Cyber Incident Victim: Microgame
Date:
Feb 2023
Location:
Italy
Summary
A ransomware group named Play targeted an Italian online gaming service provider, compromising its IT infrastructure and exfiltrating sensitive data, including personal identification documents, credit card information, client documents, and confidential agreements. The attackers published 5GB of stolen data on their leak site, threatening to release the full dataset unless their demands were met, indicating failed ransom negotiations. The victim, established in 1996 and licensed by Italy's gambling regulatory authority, faced significant operational and reputational risks due to the exposure of highly sensitive customer and business information. The incident underscores the disruptive potential of ransomware attacks, particularly against organizations handling large volumes of personal financial data.

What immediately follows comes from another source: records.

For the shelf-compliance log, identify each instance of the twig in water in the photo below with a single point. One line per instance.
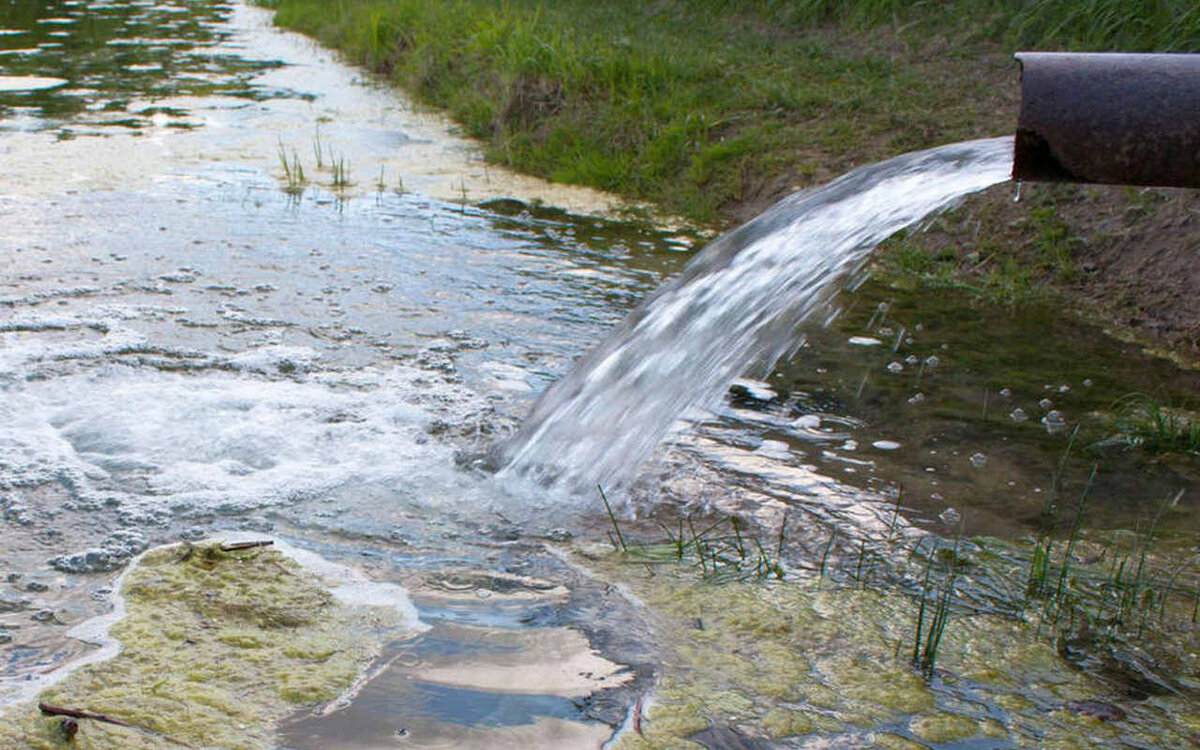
(237, 546)
(613, 519)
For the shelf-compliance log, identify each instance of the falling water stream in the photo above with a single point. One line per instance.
(737, 305)
(195, 343)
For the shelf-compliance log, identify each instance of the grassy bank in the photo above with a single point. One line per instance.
(715, 108)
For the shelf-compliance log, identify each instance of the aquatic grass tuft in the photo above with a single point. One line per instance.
(1155, 426)
(293, 171)
(340, 171)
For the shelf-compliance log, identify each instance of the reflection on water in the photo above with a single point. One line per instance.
(115, 60)
(186, 349)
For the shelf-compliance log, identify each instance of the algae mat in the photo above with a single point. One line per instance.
(216, 647)
(798, 665)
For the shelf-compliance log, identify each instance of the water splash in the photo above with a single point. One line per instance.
(735, 306)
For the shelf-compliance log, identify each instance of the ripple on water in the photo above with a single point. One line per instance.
(29, 83)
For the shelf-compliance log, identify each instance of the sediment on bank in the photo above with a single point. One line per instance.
(713, 109)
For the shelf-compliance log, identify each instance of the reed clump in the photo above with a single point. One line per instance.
(701, 105)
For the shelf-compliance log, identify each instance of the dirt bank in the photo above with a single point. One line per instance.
(713, 111)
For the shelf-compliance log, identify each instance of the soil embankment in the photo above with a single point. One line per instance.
(714, 109)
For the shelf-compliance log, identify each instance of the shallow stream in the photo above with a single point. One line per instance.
(197, 341)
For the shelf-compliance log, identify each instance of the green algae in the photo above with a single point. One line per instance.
(942, 727)
(781, 660)
(216, 647)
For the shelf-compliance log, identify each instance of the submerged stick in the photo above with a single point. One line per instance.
(237, 546)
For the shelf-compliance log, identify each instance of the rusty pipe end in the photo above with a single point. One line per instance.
(1109, 118)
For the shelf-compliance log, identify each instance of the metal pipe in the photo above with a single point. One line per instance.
(1120, 119)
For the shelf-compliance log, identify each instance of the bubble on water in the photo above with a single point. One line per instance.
(1055, 421)
(774, 449)
(949, 516)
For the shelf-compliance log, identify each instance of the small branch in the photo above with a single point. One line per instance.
(237, 546)
(76, 713)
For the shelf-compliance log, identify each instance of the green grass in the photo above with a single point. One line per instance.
(1156, 427)
(699, 105)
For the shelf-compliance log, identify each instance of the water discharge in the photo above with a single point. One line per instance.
(736, 305)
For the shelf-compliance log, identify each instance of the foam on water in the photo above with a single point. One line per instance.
(733, 307)
(225, 439)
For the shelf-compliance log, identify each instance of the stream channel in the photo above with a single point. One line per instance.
(198, 342)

| CIA Posture | Motives | Tactics, Techniques & Procedures |
|---|---|---|
| Available to members | 1 motive | 2 techniques |
| Threat Actor | Type | Location |
|---|---|---|
| 1 actor | Available to members | Available to members |
Description
On February 11, 2023, the ransomware group Play claimed responsibility for a cyberattack targeting Microgame S.p.A., an Italian remote gaming service provider founded in 1996 and regulated by Italy's Agenzia dei Monopoli (ADM). Play announced the breach on its data leak site (DLS), disclosing that it had accessed and exfiltrated sensitive corporate data. The group published an initial 5GB cache of compressed files on February 9, which purportedly contained confidential customer documents, identity cards, credit card information, client agreements, and other personal data. Play threatened to release additional data unless Microgame complied with unspecified demands, characterizing the leaked material as only a partial sample of the compromised information. The attackers explicitly tied further disclosures to Microgame's willingness to negotiate, consistent with standard ransomware extortion tactics where gangs pressure victims by incrementally publishing stolen data.

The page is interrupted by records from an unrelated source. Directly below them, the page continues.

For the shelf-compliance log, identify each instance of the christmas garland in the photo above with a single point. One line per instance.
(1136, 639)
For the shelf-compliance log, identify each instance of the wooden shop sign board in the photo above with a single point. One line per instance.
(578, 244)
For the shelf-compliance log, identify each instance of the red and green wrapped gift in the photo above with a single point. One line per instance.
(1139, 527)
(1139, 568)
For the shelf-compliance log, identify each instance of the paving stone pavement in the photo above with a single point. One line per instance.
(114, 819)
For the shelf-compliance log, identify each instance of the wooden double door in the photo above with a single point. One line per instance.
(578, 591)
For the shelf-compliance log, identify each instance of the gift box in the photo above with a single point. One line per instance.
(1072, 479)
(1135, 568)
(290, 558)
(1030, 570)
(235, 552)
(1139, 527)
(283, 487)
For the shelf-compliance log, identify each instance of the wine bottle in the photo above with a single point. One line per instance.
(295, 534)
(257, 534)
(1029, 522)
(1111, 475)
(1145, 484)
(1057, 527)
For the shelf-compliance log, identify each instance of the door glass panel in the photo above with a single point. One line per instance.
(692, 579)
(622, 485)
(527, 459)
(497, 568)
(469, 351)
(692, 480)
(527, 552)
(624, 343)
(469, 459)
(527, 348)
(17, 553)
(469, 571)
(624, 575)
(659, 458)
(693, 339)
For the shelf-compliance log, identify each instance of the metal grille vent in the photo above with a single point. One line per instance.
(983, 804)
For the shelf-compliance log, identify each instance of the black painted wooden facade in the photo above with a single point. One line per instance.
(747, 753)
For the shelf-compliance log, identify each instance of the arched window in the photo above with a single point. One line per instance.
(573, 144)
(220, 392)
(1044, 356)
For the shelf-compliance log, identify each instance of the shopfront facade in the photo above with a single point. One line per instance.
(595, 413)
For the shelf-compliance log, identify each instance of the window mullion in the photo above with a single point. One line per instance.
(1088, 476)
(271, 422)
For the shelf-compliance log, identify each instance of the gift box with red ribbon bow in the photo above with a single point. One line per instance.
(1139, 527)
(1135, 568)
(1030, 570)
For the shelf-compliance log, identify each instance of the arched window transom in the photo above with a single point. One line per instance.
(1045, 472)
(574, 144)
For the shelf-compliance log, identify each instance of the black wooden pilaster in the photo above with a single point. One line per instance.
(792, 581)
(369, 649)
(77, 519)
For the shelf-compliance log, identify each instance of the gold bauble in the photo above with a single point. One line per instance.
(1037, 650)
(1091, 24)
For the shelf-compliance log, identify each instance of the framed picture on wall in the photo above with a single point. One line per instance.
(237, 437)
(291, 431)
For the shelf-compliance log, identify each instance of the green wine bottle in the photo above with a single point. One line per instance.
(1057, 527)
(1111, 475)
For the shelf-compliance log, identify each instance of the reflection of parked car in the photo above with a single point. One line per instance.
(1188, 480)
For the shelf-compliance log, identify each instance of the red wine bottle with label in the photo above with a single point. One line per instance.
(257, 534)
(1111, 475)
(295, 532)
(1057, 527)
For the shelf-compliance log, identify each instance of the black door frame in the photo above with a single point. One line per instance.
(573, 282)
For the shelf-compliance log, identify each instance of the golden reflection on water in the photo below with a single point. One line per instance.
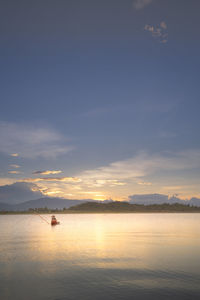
(121, 250)
(112, 241)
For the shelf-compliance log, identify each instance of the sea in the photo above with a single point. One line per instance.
(100, 256)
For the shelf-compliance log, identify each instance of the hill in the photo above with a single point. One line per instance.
(117, 206)
(51, 203)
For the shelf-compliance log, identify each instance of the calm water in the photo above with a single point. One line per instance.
(100, 256)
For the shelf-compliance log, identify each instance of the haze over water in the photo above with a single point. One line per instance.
(100, 256)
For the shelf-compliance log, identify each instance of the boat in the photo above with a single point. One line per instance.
(54, 220)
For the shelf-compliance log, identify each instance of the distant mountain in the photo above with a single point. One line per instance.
(126, 207)
(148, 199)
(51, 203)
(4, 207)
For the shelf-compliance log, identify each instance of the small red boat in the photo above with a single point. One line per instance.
(54, 221)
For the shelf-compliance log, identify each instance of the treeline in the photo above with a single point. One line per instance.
(118, 206)
(111, 207)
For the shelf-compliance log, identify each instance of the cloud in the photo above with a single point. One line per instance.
(47, 172)
(31, 142)
(140, 4)
(144, 183)
(147, 199)
(142, 164)
(14, 166)
(14, 154)
(19, 192)
(64, 179)
(158, 32)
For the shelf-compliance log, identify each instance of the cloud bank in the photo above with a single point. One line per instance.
(47, 172)
(140, 4)
(31, 142)
(19, 192)
(158, 32)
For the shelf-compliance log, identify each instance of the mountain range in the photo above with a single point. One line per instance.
(59, 203)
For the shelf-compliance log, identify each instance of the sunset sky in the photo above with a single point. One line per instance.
(100, 98)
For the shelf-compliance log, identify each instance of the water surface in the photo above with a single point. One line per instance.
(100, 256)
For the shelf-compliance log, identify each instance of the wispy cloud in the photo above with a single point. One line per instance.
(14, 166)
(144, 183)
(140, 4)
(158, 32)
(14, 154)
(14, 172)
(30, 142)
(47, 172)
(63, 179)
(142, 165)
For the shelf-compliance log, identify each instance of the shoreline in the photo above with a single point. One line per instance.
(96, 212)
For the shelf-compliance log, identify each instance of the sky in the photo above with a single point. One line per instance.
(100, 99)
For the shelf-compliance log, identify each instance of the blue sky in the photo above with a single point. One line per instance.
(102, 95)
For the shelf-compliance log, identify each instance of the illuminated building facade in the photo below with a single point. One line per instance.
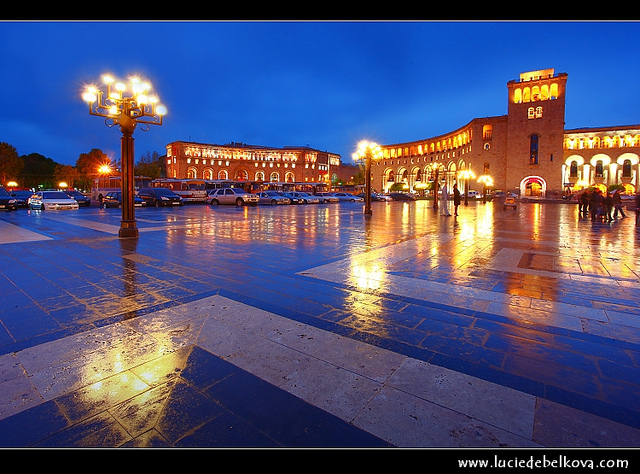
(242, 162)
(528, 151)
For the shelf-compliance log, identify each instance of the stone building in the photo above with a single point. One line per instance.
(528, 151)
(242, 162)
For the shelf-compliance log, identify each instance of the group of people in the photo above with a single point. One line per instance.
(602, 206)
(445, 200)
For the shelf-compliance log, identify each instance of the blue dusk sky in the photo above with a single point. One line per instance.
(323, 84)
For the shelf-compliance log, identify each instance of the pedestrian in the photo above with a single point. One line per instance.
(584, 203)
(445, 201)
(594, 201)
(456, 199)
(617, 204)
(608, 207)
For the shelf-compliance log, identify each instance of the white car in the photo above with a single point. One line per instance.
(348, 197)
(304, 198)
(52, 200)
(273, 197)
(236, 196)
(327, 197)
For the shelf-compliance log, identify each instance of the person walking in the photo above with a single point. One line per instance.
(594, 201)
(456, 199)
(445, 201)
(584, 203)
(617, 204)
(608, 207)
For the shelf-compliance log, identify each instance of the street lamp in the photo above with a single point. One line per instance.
(487, 182)
(367, 150)
(466, 175)
(126, 105)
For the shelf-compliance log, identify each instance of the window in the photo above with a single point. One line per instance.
(533, 150)
(599, 169)
(573, 169)
(626, 169)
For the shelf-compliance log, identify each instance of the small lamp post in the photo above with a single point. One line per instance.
(126, 105)
(367, 151)
(466, 175)
(487, 182)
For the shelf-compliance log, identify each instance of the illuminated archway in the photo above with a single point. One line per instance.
(533, 186)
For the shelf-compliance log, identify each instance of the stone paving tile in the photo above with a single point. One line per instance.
(538, 306)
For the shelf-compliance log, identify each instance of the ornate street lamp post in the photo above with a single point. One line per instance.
(126, 105)
(367, 151)
(466, 175)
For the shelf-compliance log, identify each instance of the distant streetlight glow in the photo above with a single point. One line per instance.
(466, 175)
(126, 105)
(487, 182)
(367, 151)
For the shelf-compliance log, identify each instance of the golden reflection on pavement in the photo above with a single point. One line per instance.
(367, 276)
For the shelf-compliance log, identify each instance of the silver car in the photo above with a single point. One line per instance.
(236, 196)
(273, 197)
(347, 197)
(52, 200)
(327, 197)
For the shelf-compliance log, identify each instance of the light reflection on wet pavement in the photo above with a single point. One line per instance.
(534, 311)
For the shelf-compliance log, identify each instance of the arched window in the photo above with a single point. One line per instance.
(626, 169)
(533, 150)
(599, 169)
(573, 169)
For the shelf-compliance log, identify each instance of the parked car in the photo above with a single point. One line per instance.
(326, 197)
(376, 197)
(305, 198)
(21, 196)
(291, 197)
(402, 197)
(509, 202)
(273, 198)
(347, 197)
(7, 202)
(78, 196)
(52, 200)
(236, 196)
(159, 197)
(114, 199)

Microgame's infrastructure breach exposed customer financial details and identification documents, potentially impacting both individual privacy and corporate operations. As a licensed gaming platform provider handling sensitive user transactions, the compromise created regulatory risks under data protection laws and reputational damage within Italy's regulated gambling industry. Play leveraged its DLS as both an intimidation tool and verification mechanism, providing samples to prove their access while withholding the complete dataset. The incident exemplified ransomware groups' evolving double-extortion approach – encrypting systems while separately threatening data leaks. Article 1 contained no information about Microgame's incident response, decryption efforts, law enforcement engagement, or whether any ransom was paid. Similarly, technical specifics regarding initial access vectors, encryption methods, dwell time, or containment measures remained unreported in the source material. The public disclosure originated solely from Play's DLS posts, with no official statement from Microgame captured in the article at the time of publication.